In some organizations, an internal client department such as Finance or Information systems initiates the involvement of purchasing in sourcing decisions. Organizations may also initiate purchasing involvement via some form of control system. For instance, an internal audit of payments and matching purchasing orders may reveal a significant amount of “backdoor buying” occurring which bypasses the formal purchasing process.”

Be careful! Doing a spend analysis can in some cases mean diving into an endless black hole! In about 80% of the companies we interviewed, an initial venture into spending analysis proved to be a data nightmare. For example, many companies found that their spend analysis was tracked using Excel spreadsheets. At one company, this was the case across the entire company! Corixa is a nine-year old biotech firm working on autoimmunotherapeutics for treating and preventing cancer, autoimmune and infectious disease by understanding and directing the immune system. “We’ve always been good about not having a lot of different people making purchases,” says Corixa’s purchasing manager Kris Kepperler. “There’s never been a dollar cutoff below which a person outside of purchasing could buy and expense something.” But just because purchasing has always handled spending for the company, doesn’t mean it has always had a good handle on what it’s spending.

In the days before Corixa got access to e-procurement and supplier enablement technology through SciQuest, Keppeler says the company’s researchers and other employees would requisition items using an Excel template that “looked like a requisition form.” Requisitioners would fill out the spreadsheets (the rule was one requisition per supplier), save them to their desktops, and then e-mail them to the purchasing department for processing. Once they had created requisitions, researchers or other employees would then store the spreadsheets on their computers, Keppeler says, resending the originals to purchasing when they needed to reorder items. “Of course, if a product or a part number changed, it never changed on the spreadsheet, which meant we would have to repeat the same corrections over and over,” Keppeler recalls.

The bigger problem, however, was that all the data about how Corixa was spending its dollars were scattered around the company on computers of individual employees. There was no way to understand what we were spending in the aggregate,” Keppeler says. “It would take me two full days just to prepare our purchasing performance reports.” Fast-forward a few years to when electronic sourcing and procurement burst on to the scene. “Many of our suppliers started to offer ordering capabilities through Web storefronts,” Keppeler says. “We took advantage of those, but a company our size could never afford a big enterprise e-procurement system.

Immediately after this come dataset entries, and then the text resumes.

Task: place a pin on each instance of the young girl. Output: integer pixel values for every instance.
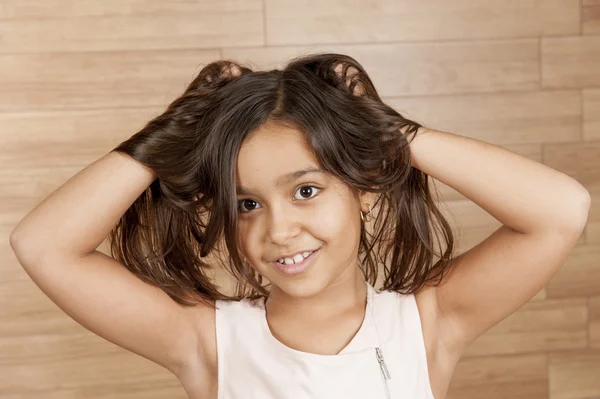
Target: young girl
(309, 191)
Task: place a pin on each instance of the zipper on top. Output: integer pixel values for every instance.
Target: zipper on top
(385, 374)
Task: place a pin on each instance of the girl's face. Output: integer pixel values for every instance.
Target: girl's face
(281, 214)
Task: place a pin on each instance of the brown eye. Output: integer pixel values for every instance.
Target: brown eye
(246, 202)
(306, 191)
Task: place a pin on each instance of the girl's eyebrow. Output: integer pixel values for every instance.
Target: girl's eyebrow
(289, 177)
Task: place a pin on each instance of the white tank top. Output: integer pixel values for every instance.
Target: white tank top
(253, 364)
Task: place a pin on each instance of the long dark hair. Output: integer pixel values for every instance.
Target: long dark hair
(190, 210)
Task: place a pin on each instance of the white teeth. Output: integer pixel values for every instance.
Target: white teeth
(296, 259)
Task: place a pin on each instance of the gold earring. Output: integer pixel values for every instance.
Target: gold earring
(366, 217)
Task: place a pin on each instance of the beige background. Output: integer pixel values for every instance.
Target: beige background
(78, 77)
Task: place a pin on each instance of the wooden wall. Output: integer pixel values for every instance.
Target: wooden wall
(77, 78)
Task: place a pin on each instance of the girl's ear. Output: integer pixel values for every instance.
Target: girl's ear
(369, 198)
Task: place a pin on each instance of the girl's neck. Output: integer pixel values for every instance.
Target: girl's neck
(347, 294)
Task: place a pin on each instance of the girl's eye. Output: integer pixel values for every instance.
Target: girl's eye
(305, 191)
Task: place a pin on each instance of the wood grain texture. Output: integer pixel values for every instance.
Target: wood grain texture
(77, 78)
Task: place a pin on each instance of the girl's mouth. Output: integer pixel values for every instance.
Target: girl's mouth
(296, 268)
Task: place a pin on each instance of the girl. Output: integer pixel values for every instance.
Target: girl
(309, 191)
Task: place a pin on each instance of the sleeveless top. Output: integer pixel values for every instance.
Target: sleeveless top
(386, 359)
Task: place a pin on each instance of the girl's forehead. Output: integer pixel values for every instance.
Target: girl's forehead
(274, 151)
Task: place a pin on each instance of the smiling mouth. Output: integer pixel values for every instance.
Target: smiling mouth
(299, 267)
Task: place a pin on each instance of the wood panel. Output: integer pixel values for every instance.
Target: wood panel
(77, 78)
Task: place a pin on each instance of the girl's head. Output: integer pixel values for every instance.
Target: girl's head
(225, 152)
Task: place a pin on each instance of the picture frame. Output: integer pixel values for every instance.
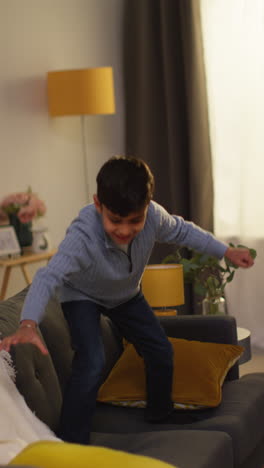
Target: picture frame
(8, 242)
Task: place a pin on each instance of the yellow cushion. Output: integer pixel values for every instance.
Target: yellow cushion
(49, 454)
(199, 372)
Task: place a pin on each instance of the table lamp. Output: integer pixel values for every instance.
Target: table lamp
(81, 92)
(163, 287)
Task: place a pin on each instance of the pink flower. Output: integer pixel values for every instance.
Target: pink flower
(26, 214)
(26, 205)
(3, 217)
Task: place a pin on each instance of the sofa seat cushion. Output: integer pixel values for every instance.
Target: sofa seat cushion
(197, 379)
(186, 449)
(240, 414)
(54, 454)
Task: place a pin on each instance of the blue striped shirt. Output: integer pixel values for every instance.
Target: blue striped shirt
(88, 265)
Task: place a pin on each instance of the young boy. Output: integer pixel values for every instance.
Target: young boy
(97, 270)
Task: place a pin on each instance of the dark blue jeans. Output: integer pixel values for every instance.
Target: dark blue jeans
(138, 324)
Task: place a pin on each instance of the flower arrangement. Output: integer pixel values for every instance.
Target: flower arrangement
(207, 274)
(25, 205)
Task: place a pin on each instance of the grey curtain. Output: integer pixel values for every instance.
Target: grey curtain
(166, 104)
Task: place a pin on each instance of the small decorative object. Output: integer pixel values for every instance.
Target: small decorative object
(41, 240)
(22, 208)
(209, 277)
(8, 242)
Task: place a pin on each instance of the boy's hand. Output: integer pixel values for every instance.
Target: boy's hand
(239, 256)
(24, 335)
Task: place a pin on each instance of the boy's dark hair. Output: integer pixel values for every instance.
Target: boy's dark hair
(125, 184)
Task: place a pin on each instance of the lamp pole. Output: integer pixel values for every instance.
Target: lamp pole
(85, 161)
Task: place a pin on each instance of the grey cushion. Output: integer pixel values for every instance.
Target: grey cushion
(184, 449)
(241, 415)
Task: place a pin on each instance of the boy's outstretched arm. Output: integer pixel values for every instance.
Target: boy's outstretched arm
(239, 256)
(26, 333)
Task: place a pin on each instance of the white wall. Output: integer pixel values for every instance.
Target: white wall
(37, 36)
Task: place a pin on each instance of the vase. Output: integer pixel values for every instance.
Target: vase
(22, 230)
(41, 239)
(215, 305)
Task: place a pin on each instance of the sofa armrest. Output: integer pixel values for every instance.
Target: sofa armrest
(210, 328)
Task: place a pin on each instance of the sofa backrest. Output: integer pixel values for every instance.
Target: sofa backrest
(41, 379)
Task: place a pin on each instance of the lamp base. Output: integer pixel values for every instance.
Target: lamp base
(165, 312)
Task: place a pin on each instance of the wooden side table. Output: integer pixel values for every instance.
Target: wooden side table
(22, 262)
(243, 339)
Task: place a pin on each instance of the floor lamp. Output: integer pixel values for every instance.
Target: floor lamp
(163, 287)
(81, 92)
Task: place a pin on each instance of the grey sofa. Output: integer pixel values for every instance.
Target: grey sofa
(229, 436)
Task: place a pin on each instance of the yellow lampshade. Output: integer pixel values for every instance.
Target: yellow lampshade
(162, 285)
(83, 91)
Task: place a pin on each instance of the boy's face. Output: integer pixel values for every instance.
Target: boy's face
(121, 229)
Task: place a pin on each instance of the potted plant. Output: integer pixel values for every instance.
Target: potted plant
(208, 275)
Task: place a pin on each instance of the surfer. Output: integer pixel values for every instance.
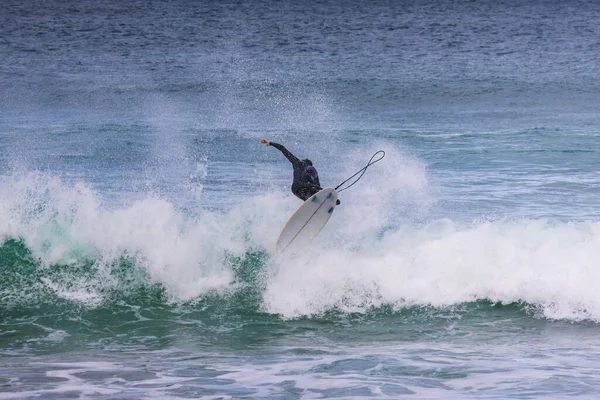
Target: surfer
(306, 179)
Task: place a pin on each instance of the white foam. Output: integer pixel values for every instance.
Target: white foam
(371, 253)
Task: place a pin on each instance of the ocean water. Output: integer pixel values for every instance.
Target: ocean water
(139, 212)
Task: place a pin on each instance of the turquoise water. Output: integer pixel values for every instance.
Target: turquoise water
(139, 212)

Corixa then learned of a company called SciQuest, headquartered in Research Triangle Park, NC, which offered a technology to funnel purchases through a single system so that companies like Corixa could better understand what they were buying. Corixa saw Sciquest as a way of automating their purchasing process without paying huge dollars.

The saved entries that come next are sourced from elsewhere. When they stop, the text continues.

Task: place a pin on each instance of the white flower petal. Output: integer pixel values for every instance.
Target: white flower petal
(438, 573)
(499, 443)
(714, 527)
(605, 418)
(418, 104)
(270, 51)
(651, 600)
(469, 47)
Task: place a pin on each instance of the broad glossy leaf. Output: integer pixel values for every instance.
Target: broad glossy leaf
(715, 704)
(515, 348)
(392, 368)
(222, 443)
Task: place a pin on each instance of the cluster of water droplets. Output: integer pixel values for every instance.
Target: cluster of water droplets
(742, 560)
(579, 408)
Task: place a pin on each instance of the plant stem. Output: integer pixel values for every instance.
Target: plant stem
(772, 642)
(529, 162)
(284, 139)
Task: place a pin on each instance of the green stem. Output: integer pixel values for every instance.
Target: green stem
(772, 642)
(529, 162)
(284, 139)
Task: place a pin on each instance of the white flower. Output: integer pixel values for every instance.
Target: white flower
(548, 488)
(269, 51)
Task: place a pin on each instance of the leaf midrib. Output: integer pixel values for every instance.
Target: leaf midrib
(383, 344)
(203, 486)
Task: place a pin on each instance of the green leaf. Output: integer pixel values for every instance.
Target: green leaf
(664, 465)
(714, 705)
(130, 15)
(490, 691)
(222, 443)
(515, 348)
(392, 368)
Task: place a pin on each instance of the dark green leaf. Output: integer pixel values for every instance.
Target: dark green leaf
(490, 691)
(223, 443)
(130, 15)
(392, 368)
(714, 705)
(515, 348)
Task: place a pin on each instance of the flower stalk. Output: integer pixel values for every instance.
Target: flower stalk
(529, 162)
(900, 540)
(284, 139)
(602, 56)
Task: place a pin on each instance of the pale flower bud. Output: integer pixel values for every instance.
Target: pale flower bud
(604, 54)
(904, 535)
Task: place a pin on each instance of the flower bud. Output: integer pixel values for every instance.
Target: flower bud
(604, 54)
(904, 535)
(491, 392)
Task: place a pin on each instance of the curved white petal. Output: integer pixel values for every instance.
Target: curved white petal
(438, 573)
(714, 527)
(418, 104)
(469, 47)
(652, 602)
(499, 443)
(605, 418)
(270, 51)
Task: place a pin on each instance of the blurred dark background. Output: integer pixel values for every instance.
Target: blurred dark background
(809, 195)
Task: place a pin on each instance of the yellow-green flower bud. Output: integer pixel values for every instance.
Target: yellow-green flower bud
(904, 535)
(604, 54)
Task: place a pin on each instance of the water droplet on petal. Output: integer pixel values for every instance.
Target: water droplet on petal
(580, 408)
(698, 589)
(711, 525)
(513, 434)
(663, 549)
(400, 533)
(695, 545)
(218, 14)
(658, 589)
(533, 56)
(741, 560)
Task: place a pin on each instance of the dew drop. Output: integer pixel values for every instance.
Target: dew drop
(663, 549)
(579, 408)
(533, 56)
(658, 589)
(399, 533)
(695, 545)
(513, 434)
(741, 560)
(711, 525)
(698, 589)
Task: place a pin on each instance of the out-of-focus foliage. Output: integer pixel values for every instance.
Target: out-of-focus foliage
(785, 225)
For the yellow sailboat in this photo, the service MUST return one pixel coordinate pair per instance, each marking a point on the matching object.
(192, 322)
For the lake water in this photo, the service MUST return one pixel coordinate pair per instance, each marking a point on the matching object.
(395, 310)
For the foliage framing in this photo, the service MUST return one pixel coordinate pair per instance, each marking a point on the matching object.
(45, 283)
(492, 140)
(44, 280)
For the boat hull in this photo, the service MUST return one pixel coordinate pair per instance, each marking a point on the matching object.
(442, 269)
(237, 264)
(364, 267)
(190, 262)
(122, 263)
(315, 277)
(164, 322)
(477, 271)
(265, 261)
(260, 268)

Today, SciQuest enables and aggregates suppliers’ electronic catalogs and other content and also handles punch-out integrations to suppliers’ Web storefronts where needed. Corixa’s researchers can search and place orders for such things as lab suppliers – Corixa’s biggest spend category – and things like computers, maintenance and office suppliers. When Corixa negotiates contract pricing with particular suppliers, Keppeler says suppliers are responsible for loading relevant data into the SciQuest system. Where buys are either small or rare enough to obviate the need for catalogs, Keppeler can manual load suppliers and their products into the SciQuest system, making them available through the commercial search tool.

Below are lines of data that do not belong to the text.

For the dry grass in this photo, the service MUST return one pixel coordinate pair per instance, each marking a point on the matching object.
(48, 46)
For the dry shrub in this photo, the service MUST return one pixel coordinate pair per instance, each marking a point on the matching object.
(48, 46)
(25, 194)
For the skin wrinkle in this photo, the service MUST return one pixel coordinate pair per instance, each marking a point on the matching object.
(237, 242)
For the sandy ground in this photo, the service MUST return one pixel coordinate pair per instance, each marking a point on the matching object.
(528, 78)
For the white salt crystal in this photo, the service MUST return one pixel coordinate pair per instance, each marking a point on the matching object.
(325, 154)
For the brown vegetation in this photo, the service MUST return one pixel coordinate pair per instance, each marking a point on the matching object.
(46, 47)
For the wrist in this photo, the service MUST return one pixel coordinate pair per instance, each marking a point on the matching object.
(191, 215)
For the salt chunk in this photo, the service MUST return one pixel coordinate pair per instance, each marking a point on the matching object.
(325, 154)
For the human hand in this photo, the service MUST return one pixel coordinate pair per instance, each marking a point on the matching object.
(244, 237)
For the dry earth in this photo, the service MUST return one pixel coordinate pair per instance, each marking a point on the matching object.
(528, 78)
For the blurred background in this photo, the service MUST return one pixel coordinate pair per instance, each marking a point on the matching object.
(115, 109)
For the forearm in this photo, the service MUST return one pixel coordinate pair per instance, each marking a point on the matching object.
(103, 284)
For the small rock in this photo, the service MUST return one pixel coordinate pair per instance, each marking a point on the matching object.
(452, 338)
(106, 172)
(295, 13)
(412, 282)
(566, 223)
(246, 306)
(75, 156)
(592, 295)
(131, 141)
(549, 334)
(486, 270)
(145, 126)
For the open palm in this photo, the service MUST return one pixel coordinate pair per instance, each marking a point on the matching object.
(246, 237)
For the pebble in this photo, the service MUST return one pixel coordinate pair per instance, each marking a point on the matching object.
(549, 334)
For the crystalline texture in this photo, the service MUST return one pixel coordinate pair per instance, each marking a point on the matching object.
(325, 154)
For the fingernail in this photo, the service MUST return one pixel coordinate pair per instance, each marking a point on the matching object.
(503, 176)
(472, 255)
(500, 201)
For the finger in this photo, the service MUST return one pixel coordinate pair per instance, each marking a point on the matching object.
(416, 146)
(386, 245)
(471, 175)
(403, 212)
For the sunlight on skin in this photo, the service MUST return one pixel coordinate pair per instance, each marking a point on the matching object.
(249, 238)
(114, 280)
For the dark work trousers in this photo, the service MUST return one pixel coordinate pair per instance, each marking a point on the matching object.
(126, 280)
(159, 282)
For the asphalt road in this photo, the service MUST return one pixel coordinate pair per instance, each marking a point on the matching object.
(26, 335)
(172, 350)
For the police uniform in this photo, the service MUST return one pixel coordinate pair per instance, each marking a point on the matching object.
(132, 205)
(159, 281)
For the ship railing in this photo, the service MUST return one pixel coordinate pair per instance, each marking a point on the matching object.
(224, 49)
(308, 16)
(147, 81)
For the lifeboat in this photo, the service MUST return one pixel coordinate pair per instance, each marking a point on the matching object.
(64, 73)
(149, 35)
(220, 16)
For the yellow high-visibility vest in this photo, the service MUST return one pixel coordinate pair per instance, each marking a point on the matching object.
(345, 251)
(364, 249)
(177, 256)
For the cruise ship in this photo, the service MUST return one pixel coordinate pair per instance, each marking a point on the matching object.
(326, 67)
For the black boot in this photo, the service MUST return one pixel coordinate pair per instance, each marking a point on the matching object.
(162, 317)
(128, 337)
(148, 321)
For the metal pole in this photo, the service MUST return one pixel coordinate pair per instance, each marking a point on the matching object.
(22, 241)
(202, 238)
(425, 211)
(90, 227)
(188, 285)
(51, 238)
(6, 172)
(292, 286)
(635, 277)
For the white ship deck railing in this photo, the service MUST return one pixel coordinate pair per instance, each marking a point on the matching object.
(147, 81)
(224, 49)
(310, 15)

Researchers love the new tool. Keppeler notes that “SciQuest is where our researchers find what they want and route requisitions to purchasing which then approves and pushes orders out – through SciQuest – to suppliers. An indication of success is that SciQuest usership is now at 99% plus of all orders. Aside from the fact finding requisitioning products is now much easier for end users, they have actually grown to like using it, despite some grumbling initially.